Ewing sarcoma of the mandible: A rare case report and literature review.
Özgecan GündoğarNeslihan KomutSibel BektaşFatih TetikNeşe UçarPublished in: Diagnostic cytopathology (2024)
Ewing sarcoma (ES) usually arises from long bones and affects the head and neck region in only 1%-4% of cases. We reported clinical, radiographic, cytomorphologic, and histomorphologic findings of the ES in the mandible, because of its rarity and radiologically misinterpreted as a parotid gland tumor. A 26-year-old male patient presented with a history of painfull cheek swelling. On magnetic resonance imaging, a mass measuring 50 × 48 × 45 mm was found eroding mandible and pushing back the parotid gland. Aspiration cytology was performed with suspicion of parotid gland tumor. Small, nucleated cells with nuclear indentation, inconspicuous nucleoli, and occasionally rosette-like arrangement were observed. Neuroendocrine immune markers were positive on cell block. It was diagnosed as small round cell neoplasm with neuroendocrine differentiation and biopsy was suggested.

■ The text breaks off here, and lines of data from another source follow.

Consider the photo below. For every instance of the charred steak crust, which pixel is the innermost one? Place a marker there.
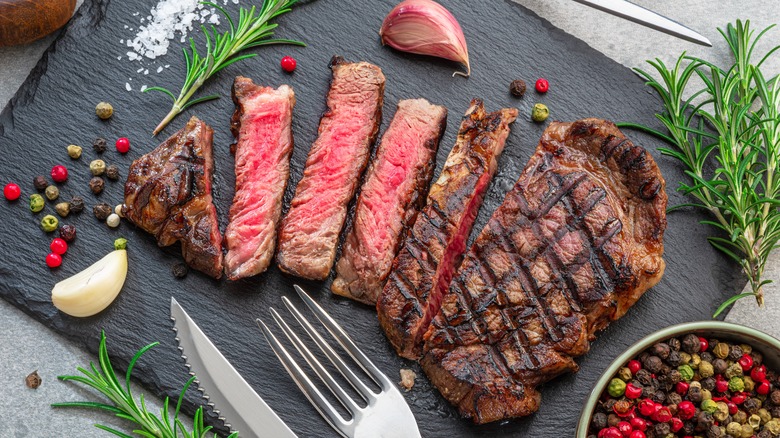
(575, 243)
(309, 232)
(393, 193)
(168, 194)
(262, 126)
(423, 268)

The differential diagnosis considered soft tissue and parotid gland tumors. The small round cell tumor morphology was seen on biopsy specimen and immunostaining was applied. The diagnosis for this case was ES of the mandible. ES of the mandible is unusual. Although the histogenesis is still unknown, various cells have been proposed as cells of origin namely, endothelial, hematopoietic, fibroblastic, mesenchymal stem cells or neural derived mesenchymal stem cells. Small cell morphology, CD99, CD56, neuron specific enolase, and synaptophysin expressions confirmed the diagnosis of ES. The differentiation of the ES from other small cell tumors may be difficult and requires awareness for histological and immunohistochemical features. It should be kept in mind that the diagnosis can be challenging due to uncommon locations and radiological misinterpreted.